Aims To determine whether children with static neurological conditions enrolled at a special needs primary school for pupils with profound and multiple learning disabilities are being identified as life limited and referred for palliative care input according to best practice recommendations. To ensure all children felt to clinically warrant palliative care are identified by the traffic light tool.
Methods Enrolment records for 2013 and 2015 from one special needs primary school were obtained. Retrospective review of electronic and paper notes was undertaken to identify children with static neurological conditions, determine whether palliative input had been discussed/utilised and score them according to the traffic light tool. The paediatrician responsible for each child was asked whether they were felt clinically to require palliative services.
Results Across two year groups, 63 children had static neurological conditions. According to the scoring tool, 16 (25%) may have benefited from palliative services. Of these; seven had no palliative input or discussion, nine had hospice involvement, seven were documented as life limited, three had advance care planning and two were referred to palliative care. No children were felt to have been ‘missed’ by the tool’s criteria.
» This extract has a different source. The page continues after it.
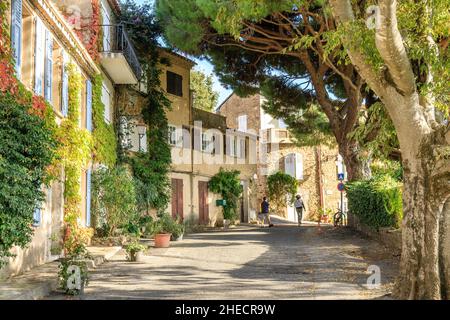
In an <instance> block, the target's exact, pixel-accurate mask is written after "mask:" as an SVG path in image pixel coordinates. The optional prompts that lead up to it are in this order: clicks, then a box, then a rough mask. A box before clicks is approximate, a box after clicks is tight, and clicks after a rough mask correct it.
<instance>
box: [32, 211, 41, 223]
mask: <svg viewBox="0 0 450 320" xmlns="http://www.w3.org/2000/svg"><path fill="white" fill-rule="evenodd" d="M40 225H41V208H36V209H35V210H34V212H33V226H35V227H39V226H40Z"/></svg>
Conclusions In line with national data, we are not identifying many children likely to benefit from a palliative care approach. This hinders timely discussion with parents and onwards referrals. The traffic light tool identifies all patients felt clinically to warrant referral and highlights a proportion of children whose palliative needs are not currently met. Routine scoring has been introduced as a prompt to consider discussions about prognosis, treatment goals and palliative care involvement.